I've been creating various regressions using Statsmodels. I took data, shaped it into Pandas dataframes, and then ran several models on the data. I'm now struggling to output all of those regressions as a CSV file. My goal is to have all of my "regression data" (ie the coefficients, intercepts, standard errors, etc for each control/variable, as well as the number of observations and a few other datapoints) on one axis, with the title of each regression forming the other axis.
So far I've tried multiple approaches, with one looking the most promising. That method has been using
results = FoodPriceReg(PriceChange, RightHandVars)
regexport = RegToCSV(results)
return regexport
to turn the printed summary into a CSV file. I then use
for com in commodity:
RegOut = RegLoop(com)
regressions = pd.DataFrame(RegOut)
name = 'regressions/' + com[2]
SaveFrame(regressions, name)
to output the regressions as a CSV + .dta file for each food category.
I've also tried both sorting those CSV files into nested lists and converting them to dataframes and trying to work with them. The biggest issue I've had is that the CSV output is very rough and challenging to work with. It's not organized like other Pandas dataframes and I've been unable to come up with a reasonably simple solution to get all of the data in the CSV sorted so that if you open it in Excel, each piece of information would end up in it's own cell.
To clarify, right now each cell of my final CSV output looks like
Dep. Variable: ,ParboiledCoarseRice2014, R-squared: , 0.010
Model: ,OLS , Adj. R-squared: , -0.000
Method: ,Least Squares , F-statistic: , 0.9711
, coef , std err , t ,P>|t| , [0.025 , 0.975]

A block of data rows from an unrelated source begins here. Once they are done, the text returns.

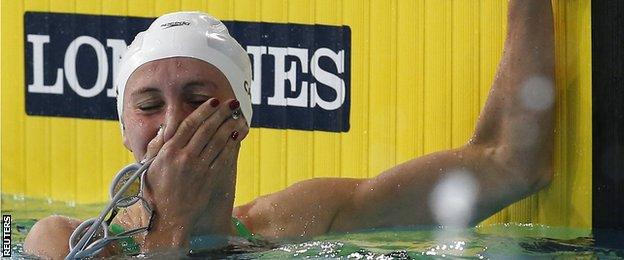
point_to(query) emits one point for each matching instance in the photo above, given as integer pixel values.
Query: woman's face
(164, 92)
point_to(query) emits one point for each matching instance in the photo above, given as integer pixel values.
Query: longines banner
(301, 73)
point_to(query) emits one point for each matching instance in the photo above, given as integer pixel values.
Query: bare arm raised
(508, 158)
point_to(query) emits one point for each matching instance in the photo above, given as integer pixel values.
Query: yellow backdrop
(421, 71)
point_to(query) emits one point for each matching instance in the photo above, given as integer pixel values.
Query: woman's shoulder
(49, 237)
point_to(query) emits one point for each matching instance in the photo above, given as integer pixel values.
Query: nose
(174, 116)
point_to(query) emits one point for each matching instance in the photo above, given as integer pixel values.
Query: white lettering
(328, 79)
(38, 86)
(70, 66)
(281, 76)
(256, 84)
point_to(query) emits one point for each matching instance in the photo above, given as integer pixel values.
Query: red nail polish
(234, 104)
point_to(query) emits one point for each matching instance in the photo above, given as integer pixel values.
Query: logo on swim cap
(174, 24)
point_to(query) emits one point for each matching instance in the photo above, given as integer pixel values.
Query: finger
(227, 156)
(208, 128)
(231, 131)
(153, 147)
(189, 126)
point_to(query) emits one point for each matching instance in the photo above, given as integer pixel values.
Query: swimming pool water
(502, 241)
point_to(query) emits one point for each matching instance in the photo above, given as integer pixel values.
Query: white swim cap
(189, 34)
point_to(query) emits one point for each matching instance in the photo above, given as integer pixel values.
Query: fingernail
(161, 129)
(234, 135)
(234, 104)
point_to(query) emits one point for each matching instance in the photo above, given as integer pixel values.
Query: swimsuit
(130, 247)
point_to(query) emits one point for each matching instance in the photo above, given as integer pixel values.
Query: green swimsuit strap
(130, 247)
(242, 230)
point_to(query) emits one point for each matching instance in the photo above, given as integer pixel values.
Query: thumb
(153, 147)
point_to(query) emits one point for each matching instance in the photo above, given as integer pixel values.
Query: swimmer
(190, 79)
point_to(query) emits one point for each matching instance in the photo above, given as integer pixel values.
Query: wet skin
(192, 180)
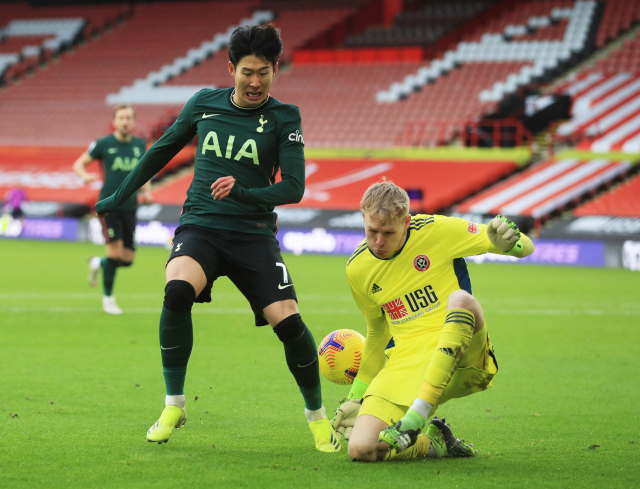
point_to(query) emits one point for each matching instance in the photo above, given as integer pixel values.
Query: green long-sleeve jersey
(117, 160)
(249, 144)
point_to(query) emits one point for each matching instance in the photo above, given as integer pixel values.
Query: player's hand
(147, 198)
(89, 177)
(345, 417)
(503, 233)
(222, 187)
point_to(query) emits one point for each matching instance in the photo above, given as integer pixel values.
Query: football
(340, 353)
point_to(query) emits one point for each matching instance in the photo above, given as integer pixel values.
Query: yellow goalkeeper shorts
(474, 374)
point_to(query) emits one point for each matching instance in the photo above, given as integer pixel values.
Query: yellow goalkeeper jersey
(412, 287)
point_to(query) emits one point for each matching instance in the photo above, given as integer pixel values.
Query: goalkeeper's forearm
(151, 163)
(524, 247)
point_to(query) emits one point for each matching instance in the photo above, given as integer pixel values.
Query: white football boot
(109, 305)
(94, 271)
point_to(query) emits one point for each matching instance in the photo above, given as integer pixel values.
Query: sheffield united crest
(422, 263)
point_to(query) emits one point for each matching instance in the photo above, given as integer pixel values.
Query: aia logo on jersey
(422, 263)
(395, 309)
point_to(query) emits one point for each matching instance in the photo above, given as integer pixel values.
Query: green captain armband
(515, 251)
(357, 389)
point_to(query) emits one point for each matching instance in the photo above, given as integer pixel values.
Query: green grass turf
(86, 386)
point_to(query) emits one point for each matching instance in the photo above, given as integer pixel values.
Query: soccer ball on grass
(340, 354)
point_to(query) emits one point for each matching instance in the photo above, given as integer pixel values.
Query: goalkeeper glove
(345, 418)
(504, 235)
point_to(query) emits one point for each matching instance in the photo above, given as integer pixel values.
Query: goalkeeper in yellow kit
(410, 280)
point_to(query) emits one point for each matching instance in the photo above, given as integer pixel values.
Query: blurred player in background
(14, 198)
(118, 153)
(410, 281)
(228, 226)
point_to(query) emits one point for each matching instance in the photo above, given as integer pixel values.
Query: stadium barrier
(327, 241)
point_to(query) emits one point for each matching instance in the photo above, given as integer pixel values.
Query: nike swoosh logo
(302, 366)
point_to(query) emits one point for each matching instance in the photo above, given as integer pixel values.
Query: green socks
(302, 358)
(109, 267)
(176, 343)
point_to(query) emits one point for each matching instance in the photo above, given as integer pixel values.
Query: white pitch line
(214, 310)
(156, 310)
(89, 295)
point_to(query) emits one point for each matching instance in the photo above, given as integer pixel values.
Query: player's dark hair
(263, 41)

Intercept , 28.5204, 0.216, 131.855, 0.000, 28.095, 28.945
Cash , 4.5696, 0.501, 9.112, 0.000, 3.584, 5.555
Food , 4.1321, 0.501, 8.240, 0.000, 3.147, 5.117
FoodCash , 4.2496, 0.501, 8.474, 0.000, 3.264, 5.235
CashTraining, 5.2596, 0.675, 7.787, 0.000, 3.933, 6.587
FoodTraining, 5.8696, 0.675, 8.691, 0.000, 4.543, 7.197
Control , 4.4396, 0.501, 8.853, 0.000, 3.454, 5.425
whereas I want each piece of information to be it's own row, like:
Model: ParboiledCoarseRice2014 ~ Treatment Dummies
R-squared: 0.010
Cash Coef: 4.5696
Cash Std Err: 0.501
I'm thinking that I'm missing something fundamental with working with Statsmodels, as the output of regressions is sparsely documented but seems essential to get much use out of the package.